Dell offers PC recycling bin

Computers become obsolete and printers break down, leaving agency officials with the tricky problem of disposing of them. Hard drives often contain sensitive information, and simply deleting a file or even formatting the drive won't destroy the data past the point of recovery.

But industry is extending a hand. For a price, some companies will send "e-cycling" teams to gather the machines, destroy stored data and dispose of the machines.

Officials in the small Washington, D.C., headquarters of the Defense Nuclear Facilities Safety Board benefited last year from such a program. They had more than 130 outdated computer components that were crowding the agency's 100 employees. When the office filled up, officials tried donating the used computers to local schools, but many educators only wanted new equipment.

But in March 2004, Dell came to the rescue. Employees from the company's Asset Recovery Services lugged the agency's computer workstations out of the building, wiped out the hard drives and returned 90 percent of the electronics' secondary market value back to the board.

The cost came to about $500 for all services. Board officials paid Dell about $5,000 upfront to recycle 100 workstations and several printers, fax machines and servers. In return, the agency got a detailed inventory spreadsheet, documenting items down to the serial number, and a credit for $4,415.

"We didn't make a profit, but we didn't have to do all the manual work of sanitizing, removing and making up the reports of our inventory," said Lora Steed, an information technology computer specialist at the board.

Now, Steed is writing another e-cycling contract for this fiscal year that will include the agency's six sites nationwide.

E-cycling is not free but is usually inexpensive. Dell charges the government $25 per CPU, monitor or laptop. Since 2003, officials from the military, all 50 states, intelligence agencies and the Environmental Protection Agency have used the service.

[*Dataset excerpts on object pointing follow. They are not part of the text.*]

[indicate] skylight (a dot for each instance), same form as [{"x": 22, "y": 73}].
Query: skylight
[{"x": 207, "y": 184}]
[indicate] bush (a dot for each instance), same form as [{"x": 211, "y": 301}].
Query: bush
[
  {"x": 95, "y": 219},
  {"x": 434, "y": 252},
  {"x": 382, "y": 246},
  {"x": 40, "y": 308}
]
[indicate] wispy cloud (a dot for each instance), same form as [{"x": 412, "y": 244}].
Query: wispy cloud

Another government computer supplier, MPC Computers, has offered a PC recycling program to the government sector since 1998. The list price for desktop and notebook computers, monitors, servers and peripheral devices is $35 each. The service includes shipping, hard-drive cleansing and money back.

Over a three-year period, MPC recycled about 10,000 PCs for a regional office of the Department of Veterans Affairs in Northern California, said Kelly Sasso, a spokeswoman for MPC. Each year, the agency got back several thousand dollars. The VA is the company's largest recycling customer.

Meanwhile, Office Depot officials are working with the government to review the results of a home office and small-business computer recycling test program. Last year, the failed seven-week test disposed of 10.5 million pounds of electronics but cost millions of dollars.